Questions have been voiced during this past fall and into winter about whether there is any comparison between the big drought of 2012 and the Dust Bowl drought years of the 1930s. Were any environmental factors in play that offer any sort of comparison?
I posed that question in a Twitter note to the International Research Institute for Climate and Society (known as IRI). I got a reply from IRI communications officer Francesco Fiondella, and here is the transcription of his message:
"I spoke very briefly to one of our scientists here about any connection between the 1930s drought and the 2012 drought. He didn't really have much to add--there's no active research that we're doing here on that topic.

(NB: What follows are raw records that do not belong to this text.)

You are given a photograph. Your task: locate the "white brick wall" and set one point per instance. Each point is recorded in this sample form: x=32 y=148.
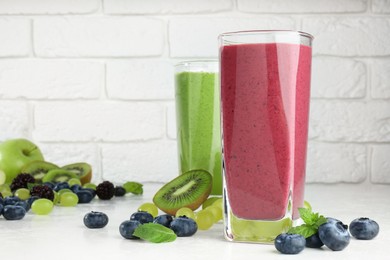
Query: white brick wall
x=93 y=81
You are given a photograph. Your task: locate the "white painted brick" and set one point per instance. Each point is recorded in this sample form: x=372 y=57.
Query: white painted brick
x=354 y=121
x=355 y=36
x=380 y=164
x=381 y=6
x=337 y=162
x=14 y=120
x=50 y=79
x=140 y=79
x=302 y=6
x=98 y=121
x=144 y=162
x=338 y=78
x=98 y=36
x=380 y=79
x=15 y=37
x=165 y=7
x=171 y=121
x=202 y=39
x=62 y=154
x=48 y=7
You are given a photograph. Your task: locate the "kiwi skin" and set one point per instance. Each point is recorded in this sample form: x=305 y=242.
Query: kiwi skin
x=54 y=175
x=189 y=190
x=38 y=169
x=82 y=170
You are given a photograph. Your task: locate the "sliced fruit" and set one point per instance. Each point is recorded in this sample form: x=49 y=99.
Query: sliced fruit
x=59 y=175
x=82 y=170
x=189 y=190
x=38 y=169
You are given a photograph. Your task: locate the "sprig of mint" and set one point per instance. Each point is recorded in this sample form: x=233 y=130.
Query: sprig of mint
x=154 y=233
x=312 y=222
x=133 y=187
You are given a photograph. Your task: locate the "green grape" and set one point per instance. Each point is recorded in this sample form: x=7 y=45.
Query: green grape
x=90 y=185
x=62 y=191
x=216 y=211
x=150 y=208
x=4 y=188
x=189 y=213
x=56 y=199
x=22 y=193
x=204 y=219
x=68 y=199
x=209 y=202
x=74 y=181
x=218 y=203
x=42 y=206
x=6 y=193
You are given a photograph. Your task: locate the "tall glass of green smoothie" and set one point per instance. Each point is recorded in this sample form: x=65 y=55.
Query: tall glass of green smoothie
x=198 y=119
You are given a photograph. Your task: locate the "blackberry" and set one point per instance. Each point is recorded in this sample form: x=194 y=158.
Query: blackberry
x=120 y=191
x=42 y=191
x=21 y=181
x=105 y=190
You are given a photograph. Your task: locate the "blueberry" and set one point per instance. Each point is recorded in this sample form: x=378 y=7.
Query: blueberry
x=290 y=243
x=61 y=185
x=164 y=220
x=13 y=212
x=364 y=228
x=75 y=188
x=314 y=241
x=11 y=200
x=142 y=216
x=85 y=196
x=95 y=219
x=120 y=191
x=183 y=226
x=24 y=204
x=92 y=191
x=49 y=184
x=127 y=227
x=334 y=235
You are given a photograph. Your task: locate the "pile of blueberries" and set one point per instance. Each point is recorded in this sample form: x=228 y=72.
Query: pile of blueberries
x=333 y=234
x=13 y=208
x=182 y=226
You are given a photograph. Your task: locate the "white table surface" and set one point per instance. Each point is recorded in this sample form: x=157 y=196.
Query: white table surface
x=62 y=234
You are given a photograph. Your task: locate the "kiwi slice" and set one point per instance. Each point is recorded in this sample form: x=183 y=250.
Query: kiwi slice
x=38 y=169
x=82 y=170
x=189 y=190
x=59 y=175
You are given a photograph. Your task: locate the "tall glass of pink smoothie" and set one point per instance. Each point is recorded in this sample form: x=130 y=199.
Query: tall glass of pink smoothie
x=265 y=94
x=198 y=119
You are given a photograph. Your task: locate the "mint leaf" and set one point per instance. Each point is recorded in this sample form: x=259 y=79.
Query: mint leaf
x=304 y=230
x=154 y=233
x=321 y=220
x=307 y=216
x=133 y=187
x=312 y=222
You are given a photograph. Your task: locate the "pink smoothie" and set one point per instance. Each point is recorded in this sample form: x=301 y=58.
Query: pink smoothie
x=265 y=91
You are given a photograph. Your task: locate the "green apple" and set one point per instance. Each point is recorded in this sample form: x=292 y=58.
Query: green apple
x=14 y=154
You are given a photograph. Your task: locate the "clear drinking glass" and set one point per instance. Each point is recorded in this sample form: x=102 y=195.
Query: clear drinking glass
x=265 y=94
x=198 y=118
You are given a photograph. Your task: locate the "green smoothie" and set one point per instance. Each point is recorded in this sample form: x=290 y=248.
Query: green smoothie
x=198 y=124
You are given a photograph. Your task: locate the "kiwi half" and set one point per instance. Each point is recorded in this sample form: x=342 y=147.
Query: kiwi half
x=59 y=175
x=189 y=189
x=82 y=170
x=38 y=169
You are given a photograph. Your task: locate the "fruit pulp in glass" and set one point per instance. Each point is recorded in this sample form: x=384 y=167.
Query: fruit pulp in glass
x=198 y=124
x=265 y=89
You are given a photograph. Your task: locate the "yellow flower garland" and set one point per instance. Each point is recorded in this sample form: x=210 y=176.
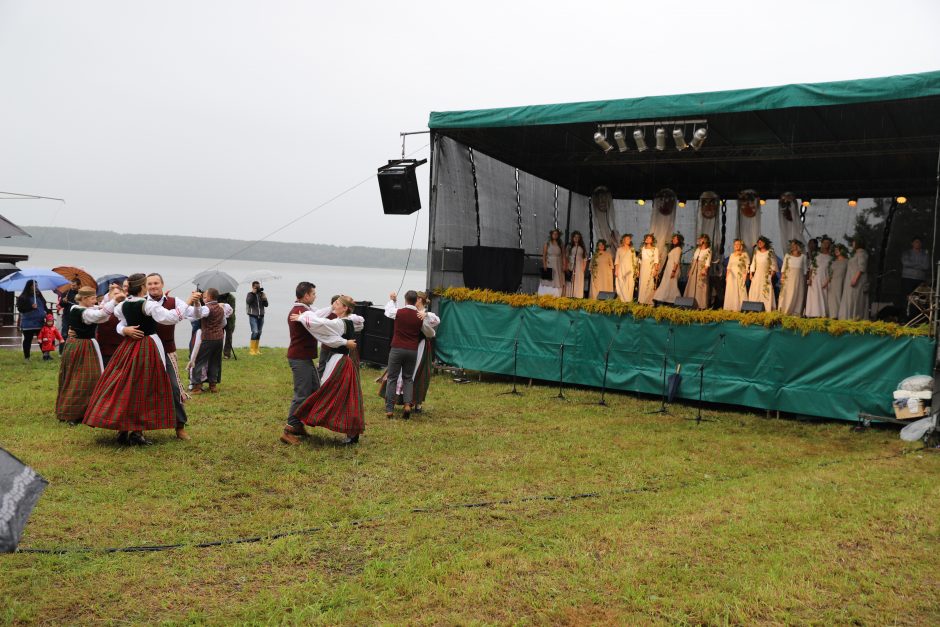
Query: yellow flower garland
x=769 y=319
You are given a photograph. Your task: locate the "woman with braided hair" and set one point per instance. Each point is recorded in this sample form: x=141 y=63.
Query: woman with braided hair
x=337 y=403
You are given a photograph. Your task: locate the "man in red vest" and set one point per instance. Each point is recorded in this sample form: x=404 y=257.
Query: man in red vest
x=404 y=352
x=301 y=353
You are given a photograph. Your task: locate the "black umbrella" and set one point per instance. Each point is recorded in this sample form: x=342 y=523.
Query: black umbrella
x=104 y=282
x=20 y=488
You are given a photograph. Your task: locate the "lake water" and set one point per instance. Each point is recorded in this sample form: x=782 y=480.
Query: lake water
x=371 y=284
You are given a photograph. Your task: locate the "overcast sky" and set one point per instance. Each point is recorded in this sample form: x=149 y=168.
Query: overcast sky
x=230 y=118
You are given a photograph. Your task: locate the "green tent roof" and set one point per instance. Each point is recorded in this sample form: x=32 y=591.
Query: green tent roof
x=689 y=105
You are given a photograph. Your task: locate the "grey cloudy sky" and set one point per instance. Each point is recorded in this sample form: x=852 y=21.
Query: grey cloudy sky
x=229 y=118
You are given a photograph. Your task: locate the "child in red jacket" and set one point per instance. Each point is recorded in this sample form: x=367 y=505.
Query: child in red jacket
x=47 y=338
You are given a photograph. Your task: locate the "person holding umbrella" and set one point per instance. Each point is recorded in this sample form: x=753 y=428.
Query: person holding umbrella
x=32 y=307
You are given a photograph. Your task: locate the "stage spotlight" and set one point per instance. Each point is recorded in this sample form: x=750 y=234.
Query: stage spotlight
x=660 y=138
x=601 y=141
x=640 y=140
x=621 y=141
x=680 y=139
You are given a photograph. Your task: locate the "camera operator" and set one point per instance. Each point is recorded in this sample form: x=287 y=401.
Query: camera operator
x=255 y=303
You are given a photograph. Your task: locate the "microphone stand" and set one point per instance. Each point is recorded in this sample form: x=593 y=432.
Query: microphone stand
x=607 y=361
x=701 y=379
x=561 y=366
x=669 y=340
x=515 y=361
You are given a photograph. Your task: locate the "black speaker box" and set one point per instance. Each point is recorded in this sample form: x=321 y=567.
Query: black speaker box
x=399 y=188
x=375 y=349
x=377 y=324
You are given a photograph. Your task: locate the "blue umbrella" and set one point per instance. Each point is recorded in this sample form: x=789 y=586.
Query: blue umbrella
x=104 y=282
x=45 y=280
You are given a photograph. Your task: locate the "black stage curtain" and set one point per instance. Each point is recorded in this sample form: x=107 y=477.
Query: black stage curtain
x=493 y=268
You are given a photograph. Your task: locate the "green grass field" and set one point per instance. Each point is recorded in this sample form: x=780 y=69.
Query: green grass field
x=592 y=514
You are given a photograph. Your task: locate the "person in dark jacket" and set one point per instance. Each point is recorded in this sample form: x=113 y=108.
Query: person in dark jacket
x=255 y=302
x=32 y=307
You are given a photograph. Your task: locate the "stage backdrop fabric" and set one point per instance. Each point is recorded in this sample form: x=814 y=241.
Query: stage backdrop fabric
x=815 y=375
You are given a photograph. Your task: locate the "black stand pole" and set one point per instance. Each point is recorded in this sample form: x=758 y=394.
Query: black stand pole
x=561 y=363
x=515 y=362
x=701 y=380
x=606 y=362
x=669 y=339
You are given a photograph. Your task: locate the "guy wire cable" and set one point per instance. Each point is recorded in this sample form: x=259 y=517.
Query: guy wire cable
x=363 y=522
x=294 y=221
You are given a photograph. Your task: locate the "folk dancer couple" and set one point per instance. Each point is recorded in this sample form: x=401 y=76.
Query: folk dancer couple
x=139 y=389
x=333 y=398
x=412 y=350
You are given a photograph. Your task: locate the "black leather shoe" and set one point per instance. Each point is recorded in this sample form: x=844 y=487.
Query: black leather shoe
x=138 y=439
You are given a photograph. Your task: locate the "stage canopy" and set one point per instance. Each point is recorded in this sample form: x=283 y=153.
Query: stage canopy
x=505 y=177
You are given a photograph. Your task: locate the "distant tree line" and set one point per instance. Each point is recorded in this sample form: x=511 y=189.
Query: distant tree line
x=215 y=248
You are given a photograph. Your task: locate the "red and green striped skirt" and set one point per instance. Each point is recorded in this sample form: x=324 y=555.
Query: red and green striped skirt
x=337 y=404
x=79 y=372
x=134 y=392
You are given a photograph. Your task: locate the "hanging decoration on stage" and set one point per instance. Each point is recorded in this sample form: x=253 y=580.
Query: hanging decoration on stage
x=749 y=214
x=788 y=212
x=709 y=204
x=663 y=219
x=602 y=210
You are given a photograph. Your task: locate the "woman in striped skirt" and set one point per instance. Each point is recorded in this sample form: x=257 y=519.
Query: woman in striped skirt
x=337 y=403
x=82 y=363
x=422 y=373
x=134 y=393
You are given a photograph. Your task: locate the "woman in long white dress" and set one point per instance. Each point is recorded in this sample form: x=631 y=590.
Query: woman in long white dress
x=625 y=268
x=763 y=267
x=697 y=286
x=817 y=281
x=854 y=304
x=736 y=277
x=576 y=259
x=668 y=289
x=793 y=280
x=649 y=267
x=553 y=258
x=840 y=262
x=602 y=270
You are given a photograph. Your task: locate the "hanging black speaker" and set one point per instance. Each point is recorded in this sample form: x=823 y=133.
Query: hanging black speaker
x=399 y=186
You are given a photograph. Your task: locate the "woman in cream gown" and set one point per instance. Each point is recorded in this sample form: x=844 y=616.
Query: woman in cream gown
x=649 y=267
x=697 y=286
x=602 y=270
x=817 y=281
x=625 y=267
x=793 y=280
x=763 y=267
x=840 y=262
x=736 y=277
x=553 y=257
x=577 y=264
x=668 y=289
x=854 y=304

He did say that the big worry is there is a negative PDO (Pacific Decadal Oscillation) in the Pacific and positive AMO (Atlantic Multi-decadal Oscillation) in the Atlantic, so warmer Atlantic-cooler Pacific that happened during the protracted droughts of the 30s, and it happened also in the 2012 drought. So the connection is that there are similar setups and whether or not that's going to continue going forward from last year's drought is still a question."
This is a potent comment. A brief way of saying what Mr. Fiondella told me is--"With the positive AMO and negative PDO, ocean patterns are in place that could indeed cause a repeat of drought conditions in 2013."
That's not a trite paraphrase. That is his message.